Diz-se hoje “revoltado”. Cansado de corrupção e politiquice. “Como é que um fulano [Montenegro] nos governa com táticas políticas? O Costa fez a mesma jogada. PS, Aliança Democrática — é tudo igual. Táticas para cá, táticas para lá. Tudo para se manterem à tona.” Está revoltado com a política, sim, mas também com o estado do Estado. 

Considera que foi “abandonado” quando acabou por ficar sem trabalho por ser uma cidadão com deficiência. “Zanguei-me com o país. Ao fim de 50 anos disto, isto tem é de mudar. Eu era um professor de teatro. Lecionei pelo país todinho. Hoje eu não vivo. Eu sobrevivo. Tenho uma pensão pequena: 451 euros. Reformei-me em 2015, depois de 26 anos de descontos. É miserável. Vivo sozinho, sou divorciado, vivo da ajuda da minha antiga esposa [que está logo ao lado do antigo esposo e é candidata, não elegível, às legislativas pelo Chega aqui em Vila Real] e sobrevivo. Agora também trabalho muito para este partido. O Ventura vai apoiar as pessoas deficientes, com necessidades especiais, que ainda são os parentes pobres da sociedade.” 

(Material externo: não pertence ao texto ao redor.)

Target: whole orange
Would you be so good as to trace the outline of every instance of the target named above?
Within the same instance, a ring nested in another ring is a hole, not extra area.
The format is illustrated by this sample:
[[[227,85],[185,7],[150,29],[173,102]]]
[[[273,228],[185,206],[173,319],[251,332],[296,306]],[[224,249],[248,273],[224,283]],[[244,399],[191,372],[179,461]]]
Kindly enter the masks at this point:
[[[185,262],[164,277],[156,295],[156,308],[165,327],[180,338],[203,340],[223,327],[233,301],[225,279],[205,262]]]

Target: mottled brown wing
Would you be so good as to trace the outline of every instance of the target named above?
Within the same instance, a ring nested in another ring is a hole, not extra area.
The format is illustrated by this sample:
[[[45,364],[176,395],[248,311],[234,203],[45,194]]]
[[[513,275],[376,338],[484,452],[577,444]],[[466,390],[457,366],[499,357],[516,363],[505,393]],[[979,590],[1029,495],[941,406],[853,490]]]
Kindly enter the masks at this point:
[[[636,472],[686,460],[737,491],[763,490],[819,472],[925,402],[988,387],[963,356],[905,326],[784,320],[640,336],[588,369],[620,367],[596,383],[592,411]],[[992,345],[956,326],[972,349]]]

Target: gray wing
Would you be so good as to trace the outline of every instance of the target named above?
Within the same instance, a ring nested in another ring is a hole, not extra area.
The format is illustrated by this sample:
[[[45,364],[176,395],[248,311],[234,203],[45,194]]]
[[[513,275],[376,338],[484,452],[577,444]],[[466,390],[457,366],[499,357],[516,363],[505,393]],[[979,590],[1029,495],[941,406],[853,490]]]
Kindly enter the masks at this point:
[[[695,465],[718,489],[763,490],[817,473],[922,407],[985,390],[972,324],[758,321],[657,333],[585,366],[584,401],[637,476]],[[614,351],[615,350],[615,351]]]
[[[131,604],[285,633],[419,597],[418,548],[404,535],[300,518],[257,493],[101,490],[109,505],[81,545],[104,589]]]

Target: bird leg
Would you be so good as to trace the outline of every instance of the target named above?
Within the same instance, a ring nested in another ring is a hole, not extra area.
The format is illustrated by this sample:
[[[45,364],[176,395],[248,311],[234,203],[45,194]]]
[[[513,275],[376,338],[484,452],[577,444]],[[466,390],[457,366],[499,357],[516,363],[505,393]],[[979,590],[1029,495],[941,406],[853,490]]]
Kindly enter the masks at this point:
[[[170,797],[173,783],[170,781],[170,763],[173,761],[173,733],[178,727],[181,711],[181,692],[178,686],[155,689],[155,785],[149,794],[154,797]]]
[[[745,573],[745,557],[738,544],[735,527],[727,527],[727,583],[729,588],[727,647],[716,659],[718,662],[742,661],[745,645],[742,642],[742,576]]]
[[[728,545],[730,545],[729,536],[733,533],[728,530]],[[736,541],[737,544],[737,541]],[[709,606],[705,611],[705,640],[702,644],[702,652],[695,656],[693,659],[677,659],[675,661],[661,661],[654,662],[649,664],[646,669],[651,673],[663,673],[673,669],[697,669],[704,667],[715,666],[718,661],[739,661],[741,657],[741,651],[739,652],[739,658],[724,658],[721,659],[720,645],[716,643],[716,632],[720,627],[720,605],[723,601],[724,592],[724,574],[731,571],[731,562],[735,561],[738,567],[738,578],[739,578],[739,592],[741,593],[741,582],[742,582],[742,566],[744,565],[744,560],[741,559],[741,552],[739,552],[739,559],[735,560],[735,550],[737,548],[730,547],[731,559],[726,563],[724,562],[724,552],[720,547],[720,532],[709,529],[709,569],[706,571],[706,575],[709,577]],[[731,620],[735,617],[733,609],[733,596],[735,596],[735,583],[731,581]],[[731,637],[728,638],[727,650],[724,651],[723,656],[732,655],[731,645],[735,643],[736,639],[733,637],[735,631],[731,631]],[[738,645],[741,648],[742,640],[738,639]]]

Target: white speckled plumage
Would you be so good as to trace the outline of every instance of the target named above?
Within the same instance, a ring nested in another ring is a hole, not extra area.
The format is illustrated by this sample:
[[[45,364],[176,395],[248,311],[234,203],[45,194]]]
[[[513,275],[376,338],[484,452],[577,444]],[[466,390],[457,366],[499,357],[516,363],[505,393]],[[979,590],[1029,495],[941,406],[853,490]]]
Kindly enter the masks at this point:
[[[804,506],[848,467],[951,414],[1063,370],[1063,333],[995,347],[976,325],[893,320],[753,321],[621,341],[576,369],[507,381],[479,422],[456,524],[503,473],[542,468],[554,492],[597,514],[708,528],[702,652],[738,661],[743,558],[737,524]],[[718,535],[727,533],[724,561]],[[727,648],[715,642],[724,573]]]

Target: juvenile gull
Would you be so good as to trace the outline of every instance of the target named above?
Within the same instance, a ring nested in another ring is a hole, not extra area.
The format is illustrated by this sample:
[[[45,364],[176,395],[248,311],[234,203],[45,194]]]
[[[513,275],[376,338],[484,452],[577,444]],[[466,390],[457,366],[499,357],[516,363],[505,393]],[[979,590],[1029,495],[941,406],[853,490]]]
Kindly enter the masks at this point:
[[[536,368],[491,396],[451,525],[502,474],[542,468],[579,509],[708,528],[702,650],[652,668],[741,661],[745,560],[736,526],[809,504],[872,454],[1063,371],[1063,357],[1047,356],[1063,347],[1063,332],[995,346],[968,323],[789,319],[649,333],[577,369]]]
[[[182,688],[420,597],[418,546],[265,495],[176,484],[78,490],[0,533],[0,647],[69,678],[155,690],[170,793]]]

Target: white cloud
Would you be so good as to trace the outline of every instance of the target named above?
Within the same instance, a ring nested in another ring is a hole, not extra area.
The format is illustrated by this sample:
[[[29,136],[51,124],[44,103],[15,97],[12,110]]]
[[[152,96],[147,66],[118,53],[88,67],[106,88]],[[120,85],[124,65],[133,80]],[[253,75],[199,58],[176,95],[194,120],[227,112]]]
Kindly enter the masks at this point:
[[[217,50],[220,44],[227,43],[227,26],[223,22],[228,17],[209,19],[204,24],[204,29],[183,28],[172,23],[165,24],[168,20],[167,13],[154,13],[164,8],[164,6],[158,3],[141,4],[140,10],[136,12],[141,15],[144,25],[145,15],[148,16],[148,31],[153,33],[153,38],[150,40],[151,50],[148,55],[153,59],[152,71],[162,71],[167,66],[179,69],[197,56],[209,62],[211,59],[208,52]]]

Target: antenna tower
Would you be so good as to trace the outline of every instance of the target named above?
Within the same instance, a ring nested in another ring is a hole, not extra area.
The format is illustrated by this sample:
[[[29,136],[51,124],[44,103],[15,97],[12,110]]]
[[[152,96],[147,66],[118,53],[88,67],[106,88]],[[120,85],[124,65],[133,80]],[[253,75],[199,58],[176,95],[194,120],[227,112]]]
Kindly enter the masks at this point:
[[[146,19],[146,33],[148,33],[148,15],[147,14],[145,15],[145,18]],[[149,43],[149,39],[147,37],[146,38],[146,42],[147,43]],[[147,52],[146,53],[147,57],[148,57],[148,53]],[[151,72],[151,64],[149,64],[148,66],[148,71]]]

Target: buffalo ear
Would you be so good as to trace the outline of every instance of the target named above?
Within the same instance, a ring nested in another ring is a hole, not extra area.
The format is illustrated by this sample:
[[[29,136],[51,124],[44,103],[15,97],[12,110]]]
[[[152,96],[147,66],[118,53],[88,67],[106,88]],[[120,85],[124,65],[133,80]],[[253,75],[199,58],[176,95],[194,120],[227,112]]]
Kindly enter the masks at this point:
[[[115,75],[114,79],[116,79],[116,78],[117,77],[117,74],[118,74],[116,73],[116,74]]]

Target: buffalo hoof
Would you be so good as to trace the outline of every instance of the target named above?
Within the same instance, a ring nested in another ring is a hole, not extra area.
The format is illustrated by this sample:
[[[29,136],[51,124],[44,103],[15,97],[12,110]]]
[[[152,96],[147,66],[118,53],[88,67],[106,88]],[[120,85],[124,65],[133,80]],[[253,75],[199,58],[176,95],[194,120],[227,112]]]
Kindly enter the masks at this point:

Terminamos voltando à história de Serafim. Alfredo não considera, “pelo menos aqui, em Vila Real”, que haja na comunidade cigana problemas. “Não me incomoda. Nem a mim, nem a ninguém. Nós temos de desmistificar isso.” Desmistifique. “Há ciganos que aqui votam no Chega. Eu gostava, honestamente, de vir a ter ciganos no partido. Ciganos que trabalhem, claro. Para já não há, mas sei que vai haver.” Alfredo considera-se uma pessoa “pensante” — faz questão de referir. “Não sou manipulável.” Voltamos ao tema dos ciganos. 

— Este Serafim foi infiltrado. Parecia. 

— Infiltrado? Como infiltrado? 

— Não interessa. São jogos de bastidores.

— Agora vai ter de me dizer, Alfredo…

— A minha antiga esposa foi ameaçada na Régua, sabia? 

— Então? 

— Por ciganos. Disseram que nos matavam, com uma pistola. Durante a campanha. Nós não entramos em confrontos. E saímos à francesa.

— Agora estou confuso, confesso: então não era para desmistificar? 

— E o Ventura, se não se meter a pau, ainda o vão “silenciar”…

— Silenciar? Silenciar de calar ou matar? Não percebi.

— Se puderem, concretizam. Ele mexe com interesses.

— Ai sim? Então já não é de ciganos que me fala…

— Se ele não for protegido, ainda temos outro caso grave. Um outro Sá Carneiro.